Failure to Document, Assess, and Notify Physician for Changes in Resident Condition
Penalty
Summary
Three residents experienced deficiencies in care and services due to failures in documentation, assessment, and timely physician notification. One resident, with a history of diabetes mellitus and hypertension, had a physician order for laboratory tests to be drawn every three months. Despite three consecutive unsuccessful blood draws, there was no documentation of a change in condition (COC) or physician notification, as confirmed by both the LVN and the Director of Nursing. The lack of documentation meant that staff were not formally alerted to the change in the resident's status or the need for monitoring.
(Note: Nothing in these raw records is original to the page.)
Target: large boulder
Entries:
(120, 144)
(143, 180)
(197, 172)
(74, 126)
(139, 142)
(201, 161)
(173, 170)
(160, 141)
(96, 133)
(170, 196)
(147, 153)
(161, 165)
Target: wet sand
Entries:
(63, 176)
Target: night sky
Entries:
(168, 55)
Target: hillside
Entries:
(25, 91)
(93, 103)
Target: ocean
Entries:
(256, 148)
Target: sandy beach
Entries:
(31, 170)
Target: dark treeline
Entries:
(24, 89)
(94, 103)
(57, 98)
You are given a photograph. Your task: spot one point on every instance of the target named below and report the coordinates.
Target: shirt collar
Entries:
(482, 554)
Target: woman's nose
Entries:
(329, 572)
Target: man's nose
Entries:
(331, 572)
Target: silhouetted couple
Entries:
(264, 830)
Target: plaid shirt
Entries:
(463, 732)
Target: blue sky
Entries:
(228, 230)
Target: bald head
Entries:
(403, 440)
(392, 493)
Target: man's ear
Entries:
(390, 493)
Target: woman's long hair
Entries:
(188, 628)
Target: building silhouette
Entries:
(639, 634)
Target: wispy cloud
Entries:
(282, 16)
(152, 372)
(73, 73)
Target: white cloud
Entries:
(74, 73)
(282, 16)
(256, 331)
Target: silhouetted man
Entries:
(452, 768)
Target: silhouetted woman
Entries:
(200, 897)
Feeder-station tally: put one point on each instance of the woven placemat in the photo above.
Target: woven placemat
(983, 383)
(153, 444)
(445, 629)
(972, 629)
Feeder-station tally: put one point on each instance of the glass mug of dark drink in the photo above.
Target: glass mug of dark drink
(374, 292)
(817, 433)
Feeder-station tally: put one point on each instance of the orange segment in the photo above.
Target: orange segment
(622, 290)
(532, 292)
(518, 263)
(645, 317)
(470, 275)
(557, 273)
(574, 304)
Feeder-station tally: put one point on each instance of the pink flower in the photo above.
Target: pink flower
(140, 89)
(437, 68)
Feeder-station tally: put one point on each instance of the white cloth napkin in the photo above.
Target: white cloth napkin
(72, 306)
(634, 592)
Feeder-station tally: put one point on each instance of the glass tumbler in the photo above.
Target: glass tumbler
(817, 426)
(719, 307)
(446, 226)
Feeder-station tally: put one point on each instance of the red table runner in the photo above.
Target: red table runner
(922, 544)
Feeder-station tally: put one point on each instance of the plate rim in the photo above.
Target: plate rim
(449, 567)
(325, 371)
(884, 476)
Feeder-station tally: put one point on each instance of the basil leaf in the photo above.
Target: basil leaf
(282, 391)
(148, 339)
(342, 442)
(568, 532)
Another resident, with diagnoses including diabetes mellitus, hemiplegia, anxiety disorder, and hyperlipidemia, reported an incident involving a certified nursing assistant (CNA) during personal care. The resident alleged inappropriate handling and possible abuse. Despite this allegation, a full body skin assessment was not performed immediately after the incident. The Director of Staff Development and the Director of Nursing both acknowledged that the absence of a timely skin assessment delayed the identification and treatment of any potential injuries or changes in the resident's condition. A third resident, diagnosed with vascular dementia, anxiety disorder, depression, and diabetes mellitus, had persistently elevated blood sugar readings over several days, despite being on a sliding scale insulin regimen and the addition of long-acting insulin. Nursing staff did not notify the physician about the continued hyperglycemia, nor did they seek new orders or adjustments to the treatment plan. Both the LVNs and the Director of Nursing confirmed that the lack of physician notification and intervention meant the resident's blood sugar remained uncontrolled for an extended period.